ISBN 1-889020-01-X
7 x 10 inches, 224 pages

A German Town
A History of New Ulm, Minnesota

Daniel J. Hoisington

The City of New Ulm presents this history of the town in recognition of its 150th anniversary. The city holds a unique place in American history. Founded by German settlers, many were members of the only colony organized by Turners in the United States. In 1862, its embattled citizens defended their homes during the Dakota Conflict, suffering the destruction of nearly three-quarters of the town.

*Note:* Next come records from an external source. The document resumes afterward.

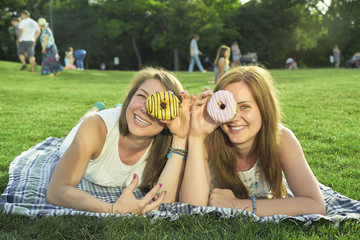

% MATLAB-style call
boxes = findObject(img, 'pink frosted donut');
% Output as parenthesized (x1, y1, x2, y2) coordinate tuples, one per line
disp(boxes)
(207, 90, 237, 123)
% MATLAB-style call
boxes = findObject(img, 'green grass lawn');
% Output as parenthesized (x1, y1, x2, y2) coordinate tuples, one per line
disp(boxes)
(0, 60, 359, 239)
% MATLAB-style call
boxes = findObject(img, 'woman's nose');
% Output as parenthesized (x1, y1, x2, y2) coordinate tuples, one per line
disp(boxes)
(231, 111, 241, 122)
(140, 103, 148, 114)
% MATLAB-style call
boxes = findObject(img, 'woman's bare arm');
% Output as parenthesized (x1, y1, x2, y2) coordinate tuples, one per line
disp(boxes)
(157, 91, 191, 203)
(179, 91, 215, 206)
(208, 127, 325, 217)
(46, 115, 112, 212)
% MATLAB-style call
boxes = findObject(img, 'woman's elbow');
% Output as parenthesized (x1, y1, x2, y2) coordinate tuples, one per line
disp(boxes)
(310, 197, 325, 215)
(315, 199, 326, 215)
(179, 193, 208, 207)
(46, 186, 56, 205)
(46, 182, 62, 205)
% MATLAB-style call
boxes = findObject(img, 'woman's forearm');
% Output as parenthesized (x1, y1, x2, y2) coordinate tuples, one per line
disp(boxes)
(46, 184, 112, 213)
(157, 136, 186, 203)
(233, 196, 325, 217)
(179, 136, 210, 206)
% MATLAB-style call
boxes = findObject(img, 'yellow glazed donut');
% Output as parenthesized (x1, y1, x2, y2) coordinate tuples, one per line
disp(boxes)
(146, 91, 180, 120)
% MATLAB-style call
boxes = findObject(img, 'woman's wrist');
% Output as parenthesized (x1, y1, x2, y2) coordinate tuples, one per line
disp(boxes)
(189, 131, 207, 141)
(171, 135, 187, 148)
(167, 146, 187, 161)
(169, 137, 187, 161)
(188, 135, 206, 151)
(98, 201, 115, 214)
(250, 197, 257, 216)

What does it mean to be a German-American? For one hundred and fifty years, New Ulm has answered that question in its daily life. The author tells the story of Julius Berndt and the Hermann Monument—a national symbol of German-American heritage—then analyzes the struggle to maintain those traditions during World War I when the mayor and city attorney were removed from office. He explains why the Schell and Hauenstein breweries managed to survive Prohibition in the 1920s and how local residents reacted to the nearby German prisoner of war camp during World War II. He then traces how the city returned to its roots in the 1970s with the advent of Heritagefest and the construction of the Glockenspiel.

Winner, 2005 Certificate of Commendation
American Association for State and Local History

"A masterful achievement that is beautifully done!"
Don Heinrich Tolzmann

"Citizens of New Ulm might well hoist a stein of Schell's beer in his honor."